Chronique

Trio Initiatives

Initiatives

Jean-Christophe Cholet (p), Gildas Boclé (b), Quentin Cholet (dms)

Label / Distribution : Infigo

Lorsqu’il est en trio, une forme qu’il affectionne particulièrement, le pianiste Jean-Christophe Cholet a besoin de proximité. Qu’importe la forme prise ; elle peut être liée à une complicité ancienne, celle qui permet de se trouver en un regard, comme c’est le cas avec le trio CKP avec lequel il a enregistré de nombreux albums. Cela peut-être relié à l’intime, comme Initiatives, où l’on retrouve le contrebassiste Gildas Boclé (qu’on a notamment pu entendre avec Olivier Ker Ourio) et surtout Quentin Cholet, dont il ne faudra pas longtemps pour comprendre qu’il y a un lien de parenté. Passé par l’Allemagne où il a travaillé avec John Hollenbeck, ce qui se ressent sur le fort sensible « Cahire », qu’il signe et habille d’une rythmique à la fois retorse et colorée, le batteur est certes jeune mais déjà à maturité.

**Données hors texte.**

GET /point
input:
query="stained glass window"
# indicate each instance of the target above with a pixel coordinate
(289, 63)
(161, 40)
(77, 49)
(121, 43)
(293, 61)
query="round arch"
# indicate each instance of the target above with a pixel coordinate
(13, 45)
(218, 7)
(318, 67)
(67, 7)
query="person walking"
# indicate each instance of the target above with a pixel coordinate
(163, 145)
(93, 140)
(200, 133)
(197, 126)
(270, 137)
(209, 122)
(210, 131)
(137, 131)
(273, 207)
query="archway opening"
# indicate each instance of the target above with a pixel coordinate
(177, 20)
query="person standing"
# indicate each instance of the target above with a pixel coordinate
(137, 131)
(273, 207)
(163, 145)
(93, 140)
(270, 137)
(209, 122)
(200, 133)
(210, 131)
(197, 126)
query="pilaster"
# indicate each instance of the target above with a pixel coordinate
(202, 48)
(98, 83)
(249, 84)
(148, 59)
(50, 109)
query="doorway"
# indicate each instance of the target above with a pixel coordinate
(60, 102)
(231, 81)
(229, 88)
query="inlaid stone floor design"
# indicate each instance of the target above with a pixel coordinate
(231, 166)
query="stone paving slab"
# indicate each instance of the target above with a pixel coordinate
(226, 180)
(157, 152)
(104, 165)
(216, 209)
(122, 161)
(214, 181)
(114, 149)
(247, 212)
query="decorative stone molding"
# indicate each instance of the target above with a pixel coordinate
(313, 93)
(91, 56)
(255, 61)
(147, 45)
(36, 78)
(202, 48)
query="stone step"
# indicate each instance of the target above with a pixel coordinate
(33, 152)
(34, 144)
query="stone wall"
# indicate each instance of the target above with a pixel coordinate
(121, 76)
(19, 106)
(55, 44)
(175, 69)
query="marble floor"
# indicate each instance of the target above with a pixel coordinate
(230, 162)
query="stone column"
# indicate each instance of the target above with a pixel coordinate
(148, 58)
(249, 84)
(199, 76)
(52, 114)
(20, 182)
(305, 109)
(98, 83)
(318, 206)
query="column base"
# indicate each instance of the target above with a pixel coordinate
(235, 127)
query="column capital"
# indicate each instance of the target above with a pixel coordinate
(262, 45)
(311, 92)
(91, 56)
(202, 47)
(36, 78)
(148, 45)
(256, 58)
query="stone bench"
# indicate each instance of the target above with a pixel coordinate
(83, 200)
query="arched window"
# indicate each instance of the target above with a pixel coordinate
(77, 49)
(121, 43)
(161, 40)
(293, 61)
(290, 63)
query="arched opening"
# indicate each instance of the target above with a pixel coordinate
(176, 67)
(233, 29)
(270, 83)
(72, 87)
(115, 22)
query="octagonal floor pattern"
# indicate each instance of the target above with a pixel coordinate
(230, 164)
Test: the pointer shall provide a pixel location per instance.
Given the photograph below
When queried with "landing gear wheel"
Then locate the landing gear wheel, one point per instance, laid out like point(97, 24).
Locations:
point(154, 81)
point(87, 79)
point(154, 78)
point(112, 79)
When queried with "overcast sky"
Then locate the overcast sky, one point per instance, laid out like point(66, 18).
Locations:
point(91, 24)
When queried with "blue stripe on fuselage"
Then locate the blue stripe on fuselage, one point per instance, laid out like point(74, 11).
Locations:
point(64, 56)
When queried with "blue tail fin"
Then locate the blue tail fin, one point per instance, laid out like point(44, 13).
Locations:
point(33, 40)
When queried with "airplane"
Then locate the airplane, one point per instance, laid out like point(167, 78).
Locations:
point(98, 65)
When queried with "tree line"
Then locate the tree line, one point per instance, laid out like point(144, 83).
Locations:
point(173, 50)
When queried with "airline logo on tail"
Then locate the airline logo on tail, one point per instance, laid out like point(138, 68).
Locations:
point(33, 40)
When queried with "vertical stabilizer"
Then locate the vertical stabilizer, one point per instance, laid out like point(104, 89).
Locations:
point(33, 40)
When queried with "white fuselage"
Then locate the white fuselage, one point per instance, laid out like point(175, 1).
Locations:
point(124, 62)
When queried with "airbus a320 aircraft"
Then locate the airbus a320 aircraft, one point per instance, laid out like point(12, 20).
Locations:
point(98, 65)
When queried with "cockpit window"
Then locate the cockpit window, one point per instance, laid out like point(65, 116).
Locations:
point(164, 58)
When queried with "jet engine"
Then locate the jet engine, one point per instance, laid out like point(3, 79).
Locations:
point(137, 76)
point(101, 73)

Bon sang ne saurait mentir. Il y a entre le père et le fils une connexion qui ne se résume pas simplement aux liens familiaux. Certes, l’élégance est un trait commun, mis en valeur dans « Nonobstant ». Dans ce morceau très court, le toucher paternel, fine ondée perlée par une mousseline de main droite, s’amalgame avec les effleurements de cymbales. Puis une percée plus souterraine est embrassée par une frappe franche. Il faut compter dans ce cas sur Boclé pour couper le cordon avec un tact qui n’empêche pas une forme d’autorité. C’est le secret de l’équilibre de ce trio. Il ne faut cependant pas songer que les Cholet s’offrent des fleurs ; « Le cœur qui mue », écrit à deux mains par Quentin et Jean-Christophe, est une belle passe d’armes où la tension est palpable, sans néanmoins virer aux heurts frontaux qui feraient tirer les mouchoirs. Les musiciens sont libres et aucunement redevables, et même lorsque cela paraît turbulent, tout est joué avec une grande douceur.

Les pièces d’Initiatives sont souvent courtes mais excluent le format chanson. Comme toujours avec le pianiste, l’atmosphère est crépusculaire sans pour autant être funèbre. Ce n’est pas la nuit, même s’il fait bon lui rendre hommage. L’ensemble du disque s’inspire de cet entre-deux où tout s’estompe, voire s’embrume et où il ne reste qu’un mélange enivrant d’excitation et de langueur. Les deux parties de « November » en sont le parfait témoignage ; l’archet de la contrebasse maintient ce tendre balancement. Homme d’image (il est aussi un photographe réputé), Gildas Boclé retranscrit fidèlement le clair-obscur de ce trio qui dépasse aisément le cadre du portrait de famille. Un disque chaleureux.